A braided loaf always carries a certain kind of quiet beauty and feels extra special. The way it’s shaped by hand, the way it rises slowly, the way it turns golden and glossy in the oven. It feels like tradition, even if it’s something you’re making for the very first time.
This vegan Easter bread is inspired by the beauty and richness of challah, a traditional Jewish braided egg bread that is slightly sweet, soft, and enriched with eggs, oil, and honey, and often served on Shabbat and Jewish holidays.
But we made it in a way that fits your plant-based kitchen.
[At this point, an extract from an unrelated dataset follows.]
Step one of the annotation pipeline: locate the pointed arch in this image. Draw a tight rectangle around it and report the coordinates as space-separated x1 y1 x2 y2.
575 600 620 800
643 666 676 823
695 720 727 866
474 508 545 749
Without eggs, it still carries that same tender golden crumb and delicate sweetness, with a gentle hint of citrus and warmth from orange zest and cinnamon.
It’s the kind of bread that is perfect for the center of the table to be torn apart and shared between loved ones while still warm.
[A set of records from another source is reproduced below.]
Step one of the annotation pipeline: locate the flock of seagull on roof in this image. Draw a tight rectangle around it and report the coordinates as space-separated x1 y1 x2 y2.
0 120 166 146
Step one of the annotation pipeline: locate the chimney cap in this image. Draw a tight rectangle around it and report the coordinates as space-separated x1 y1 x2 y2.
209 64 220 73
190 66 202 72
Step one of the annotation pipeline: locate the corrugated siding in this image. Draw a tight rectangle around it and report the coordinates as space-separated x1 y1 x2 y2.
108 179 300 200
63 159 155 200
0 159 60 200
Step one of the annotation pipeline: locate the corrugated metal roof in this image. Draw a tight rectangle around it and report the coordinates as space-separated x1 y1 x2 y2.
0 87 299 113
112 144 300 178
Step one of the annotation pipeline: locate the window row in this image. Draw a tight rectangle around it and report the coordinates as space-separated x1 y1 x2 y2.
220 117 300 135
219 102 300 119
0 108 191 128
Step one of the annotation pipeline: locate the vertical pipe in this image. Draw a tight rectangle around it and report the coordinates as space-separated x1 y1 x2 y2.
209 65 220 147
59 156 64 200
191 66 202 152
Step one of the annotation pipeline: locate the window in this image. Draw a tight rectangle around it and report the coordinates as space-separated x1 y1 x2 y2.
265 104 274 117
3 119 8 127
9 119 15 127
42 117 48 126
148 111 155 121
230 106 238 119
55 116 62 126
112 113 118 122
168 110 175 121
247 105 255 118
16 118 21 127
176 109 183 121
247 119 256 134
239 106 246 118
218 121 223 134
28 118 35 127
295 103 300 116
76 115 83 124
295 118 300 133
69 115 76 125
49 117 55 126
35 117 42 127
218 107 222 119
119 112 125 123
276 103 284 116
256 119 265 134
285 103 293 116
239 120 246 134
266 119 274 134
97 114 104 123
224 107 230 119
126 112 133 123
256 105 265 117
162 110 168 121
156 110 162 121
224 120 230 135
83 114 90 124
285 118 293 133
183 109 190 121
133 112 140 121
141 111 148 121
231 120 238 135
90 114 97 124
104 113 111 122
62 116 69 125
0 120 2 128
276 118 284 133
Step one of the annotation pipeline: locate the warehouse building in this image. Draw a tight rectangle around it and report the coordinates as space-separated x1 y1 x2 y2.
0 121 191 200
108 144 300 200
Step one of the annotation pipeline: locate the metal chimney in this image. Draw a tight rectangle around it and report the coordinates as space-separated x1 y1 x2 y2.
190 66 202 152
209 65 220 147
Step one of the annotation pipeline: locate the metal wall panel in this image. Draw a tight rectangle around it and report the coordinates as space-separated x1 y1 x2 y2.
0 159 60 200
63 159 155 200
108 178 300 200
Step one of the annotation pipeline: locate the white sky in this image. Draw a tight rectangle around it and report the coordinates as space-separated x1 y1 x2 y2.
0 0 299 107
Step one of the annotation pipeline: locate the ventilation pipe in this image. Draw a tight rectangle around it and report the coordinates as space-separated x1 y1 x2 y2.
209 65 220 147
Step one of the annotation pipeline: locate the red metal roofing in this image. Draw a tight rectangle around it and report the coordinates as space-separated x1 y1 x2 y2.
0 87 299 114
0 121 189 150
Whether you’re baking it as part of an Easter gathering or simply as a quiet weekend ritual, this loaf brings the warmth and intention that only homemade bread can!
vegan easter bread recipe
Ingredients
- 1/2 a cup + 1 tbsp lukewarm plant-based milk
- 1/2 a cup + 1 tbsp lukewarm water
- 1 packet of yeast (2 1/4 tsps)
- 1/2 a cup sugar
- 1/3 cup vegetable oil
- 4 cups all-purpose flour
- 1 1/2 tsp salt
- zest from 1 orange (1 Tbsp)
- 1/2 tsp ground cinnamon
- 1 Tbsp apricot preserves
- 1 Tbsp water
Instructions
- In a large jug, add the plant milk, water, and yeast and mix well.
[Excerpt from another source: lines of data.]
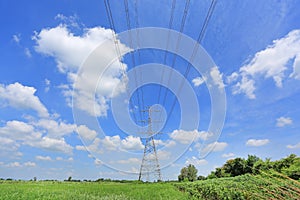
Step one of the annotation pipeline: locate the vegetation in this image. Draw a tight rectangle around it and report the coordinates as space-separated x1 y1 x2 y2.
0 181 189 200
178 164 198 182
206 154 300 180
177 171 300 199
0 154 299 199
176 154 300 199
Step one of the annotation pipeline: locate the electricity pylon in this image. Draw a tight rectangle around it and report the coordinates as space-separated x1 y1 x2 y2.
138 107 162 182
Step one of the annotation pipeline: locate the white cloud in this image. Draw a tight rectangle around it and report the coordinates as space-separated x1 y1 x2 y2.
76 125 97 141
120 135 144 150
99 135 144 151
45 79 50 92
290 55 300 79
201 142 228 154
7 162 21 167
24 162 36 167
232 76 256 99
210 66 225 89
75 145 86 151
33 24 130 117
226 72 239 84
154 139 176 148
231 29 300 98
68 157 74 161
185 157 208 166
169 129 212 144
12 34 21 43
117 158 140 164
0 82 49 117
30 137 73 154
287 142 300 149
276 116 293 127
222 153 235 158
36 155 52 161
24 48 32 58
246 139 269 147
0 120 74 155
56 157 63 161
36 119 76 138
0 120 41 141
192 77 205 87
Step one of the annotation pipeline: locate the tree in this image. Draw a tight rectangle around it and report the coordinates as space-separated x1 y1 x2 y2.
224 158 246 177
178 164 198 182
245 155 260 174
197 175 206 180
67 176 72 181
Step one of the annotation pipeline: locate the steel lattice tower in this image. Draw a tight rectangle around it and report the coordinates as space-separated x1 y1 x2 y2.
138 107 162 182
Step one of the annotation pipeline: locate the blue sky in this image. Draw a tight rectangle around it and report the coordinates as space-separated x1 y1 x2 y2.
0 0 300 181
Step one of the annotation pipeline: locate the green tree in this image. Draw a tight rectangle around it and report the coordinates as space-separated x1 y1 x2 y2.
178 164 198 182
245 155 260 174
224 158 246 177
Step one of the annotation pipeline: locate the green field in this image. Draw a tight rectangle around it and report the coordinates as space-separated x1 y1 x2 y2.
0 181 189 200
1 172 300 200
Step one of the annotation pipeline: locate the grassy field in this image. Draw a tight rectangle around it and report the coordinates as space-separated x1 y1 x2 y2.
1 172 300 199
0 181 189 200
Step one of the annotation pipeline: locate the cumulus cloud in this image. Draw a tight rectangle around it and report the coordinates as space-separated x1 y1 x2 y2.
36 119 76 138
0 82 49 117
222 153 235 158
116 157 140 164
201 142 228 154
12 34 21 44
76 125 97 141
230 29 300 98
246 139 269 147
0 120 73 155
210 66 225 89
120 135 144 151
170 129 212 144
276 116 293 127
36 155 52 161
24 162 36 167
44 79 50 92
287 142 300 149
33 24 130 117
192 77 205 87
100 135 144 151
185 157 208 166
24 48 32 58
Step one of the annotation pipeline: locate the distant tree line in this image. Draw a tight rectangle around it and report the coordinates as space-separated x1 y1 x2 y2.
178 154 300 182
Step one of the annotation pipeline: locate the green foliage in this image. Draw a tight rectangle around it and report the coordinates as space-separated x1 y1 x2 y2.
177 172 300 199
207 154 300 180
178 164 198 182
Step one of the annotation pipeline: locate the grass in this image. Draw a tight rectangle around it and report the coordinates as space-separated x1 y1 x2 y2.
0 181 189 200
1 172 299 200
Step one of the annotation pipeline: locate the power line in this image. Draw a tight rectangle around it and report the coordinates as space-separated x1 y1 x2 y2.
124 0 143 120
157 0 176 104
165 0 217 127
134 0 145 117
104 0 138 123
161 0 191 106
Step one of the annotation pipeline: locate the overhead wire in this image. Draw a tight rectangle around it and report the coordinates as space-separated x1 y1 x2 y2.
157 0 177 104
161 0 191 106
164 0 217 126
133 0 146 120
124 0 144 121
104 0 138 123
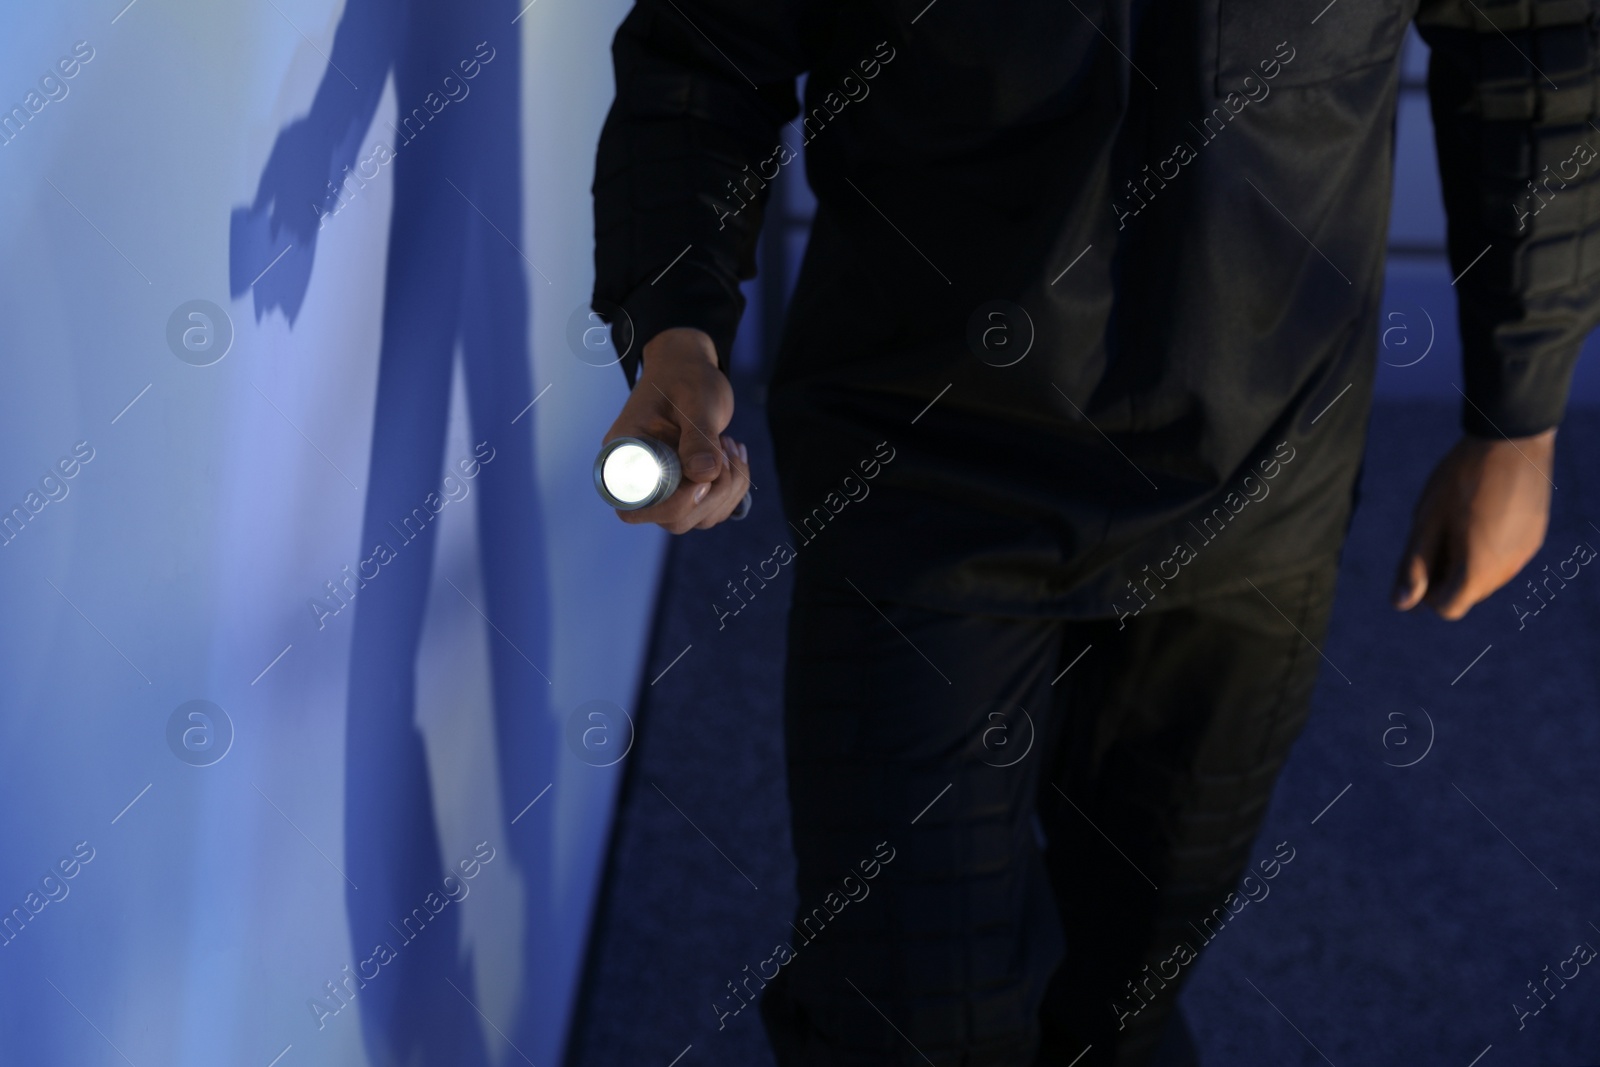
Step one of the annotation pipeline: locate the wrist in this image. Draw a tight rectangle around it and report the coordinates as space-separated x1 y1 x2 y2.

- Add the sugar, oil, salt, and orange zest to the yeast mixture and let it rest for 5 minutes.
- In a large mixing bowl, add 4 cups of all-purpose flour. Add the yeast mixture and cinnamon.
- Mix well and knead for about 6 minutes using either your hands or a stand mixer.
- Cover and let it rest until it has doubled in size (approximately 1 1/2 hours).
- Once the dough has doubled in size, remove it from the bowl and weigh it. This makes it easier to divide the dough. You want to divide the dough into 12 balls (this recipe makes two loaves, each using 6 ropes).
- Once you have divided your dough and shaped the balls. Take one ball at a time and roll it out flat. Then, with your fingers, gently roll and form into a rope (approx. 13-15 inches). Do this until you have 6 ropes.
- Once you have all 6 ropes, lay them out, stack the tops together, and pinch them. Squeeze the ends together and tuck them under a bit.
- Follow the braid sequence carefully to complete the braid: Move the first strand on the right to the center; move the second strand from the left to the far right; move the far-left strand to the center; move the second strand from the right to the far left. Repeat this sequence until the braid is complete. See the video below for illustration.
- Complete the braid for the second loaf, then cover and let rest for about 40 minutes while preheating the oven to 350°F.
- Place both loaves in the oven and bake for 25 to 30 minutes. Depending on your oven, the bake time might differ. Monitor the progress of your loaves.
- Once out of the oven, brush them with a jam-and-water mixture for a silky finish. Let the loaves cool down slightly before enjoying!